During the past several weeks, I have learned a lot about politics and the desperation of my purported opponents. I am grateful for the support I have received from my friends, family, elected officials, area police chiefs, and our amazing staff at the Sheriff’s Office. It is clear from the onset this complaint was meant to be a political assassination. It failed. Though I have never run for such a prestigious political office before, I am not deterred and look forward to a professional and positive campaign in 2014. My ethical, moral and Christian beliefs are strengthened by this process. I am determined now, more than ever to be the next sheriff of McHenry County. This experience has taught me valuable lessons that I will continue to build upon to ensure that the MCSO remains an example of professionalism and quality service to the citizens of McHenry County. Like every police agency, business or government entity, we have disgruntled employees. We hold everyone in our Office to a higher standard and expect professionalism and results. Those who either underperform or fail to comply with laws, rules and regulations are disciplined. Maintaining an accredited and professional office is my priority. I commend our vastly silent majority who come to work every day, willing to put forth their best efforts and place their lives on the line for the sake of keeping our community safe.

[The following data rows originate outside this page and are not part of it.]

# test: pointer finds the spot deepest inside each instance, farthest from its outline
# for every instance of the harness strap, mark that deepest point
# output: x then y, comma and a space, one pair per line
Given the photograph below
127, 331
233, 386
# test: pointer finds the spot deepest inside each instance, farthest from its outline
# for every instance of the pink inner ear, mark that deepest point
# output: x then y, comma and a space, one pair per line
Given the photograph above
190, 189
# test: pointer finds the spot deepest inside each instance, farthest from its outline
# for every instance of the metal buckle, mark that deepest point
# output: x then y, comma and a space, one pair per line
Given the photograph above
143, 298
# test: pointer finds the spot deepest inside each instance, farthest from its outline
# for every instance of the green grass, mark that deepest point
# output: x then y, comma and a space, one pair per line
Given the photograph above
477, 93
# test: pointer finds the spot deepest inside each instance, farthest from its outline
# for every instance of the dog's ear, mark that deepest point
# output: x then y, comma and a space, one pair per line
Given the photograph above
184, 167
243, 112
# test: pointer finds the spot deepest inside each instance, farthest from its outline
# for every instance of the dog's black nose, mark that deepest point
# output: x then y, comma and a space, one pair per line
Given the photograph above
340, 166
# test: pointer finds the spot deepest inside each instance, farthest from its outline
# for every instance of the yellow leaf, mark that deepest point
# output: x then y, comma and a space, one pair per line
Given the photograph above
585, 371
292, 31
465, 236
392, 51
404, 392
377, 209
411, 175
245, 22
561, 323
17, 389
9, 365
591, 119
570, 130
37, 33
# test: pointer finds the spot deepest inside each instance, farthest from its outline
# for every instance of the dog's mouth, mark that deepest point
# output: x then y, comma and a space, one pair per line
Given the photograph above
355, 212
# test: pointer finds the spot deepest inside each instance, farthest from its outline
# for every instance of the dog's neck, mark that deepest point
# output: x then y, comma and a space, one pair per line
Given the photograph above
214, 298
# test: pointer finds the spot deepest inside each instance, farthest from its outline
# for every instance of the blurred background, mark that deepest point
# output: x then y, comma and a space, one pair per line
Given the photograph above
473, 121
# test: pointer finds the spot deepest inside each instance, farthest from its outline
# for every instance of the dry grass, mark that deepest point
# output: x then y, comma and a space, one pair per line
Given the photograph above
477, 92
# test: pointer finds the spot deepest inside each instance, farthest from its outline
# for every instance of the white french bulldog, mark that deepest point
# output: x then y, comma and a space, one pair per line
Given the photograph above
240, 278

In the past two years, strategic plans to increase our effectiveness, reallocate staff, and tighten our performance standards have met with positive results and will continue to occur. The allegation against me was made in order to further a political agenda that played into a specific timeline of my opponents and their fundraisers. It is clear from the lack of involvement or statements from the DEA or the Department of Justice that they did not wish to participate in this witch hunt. I am thankful for our ongoing partnerships with the DEA, FBI, U.S. Marshals and area agencies. I have worked with and continue to work with some of the best law enforcement officers in the country, during my 24 year career at the Sheriff’s Office. I am thankful and proud of all of them.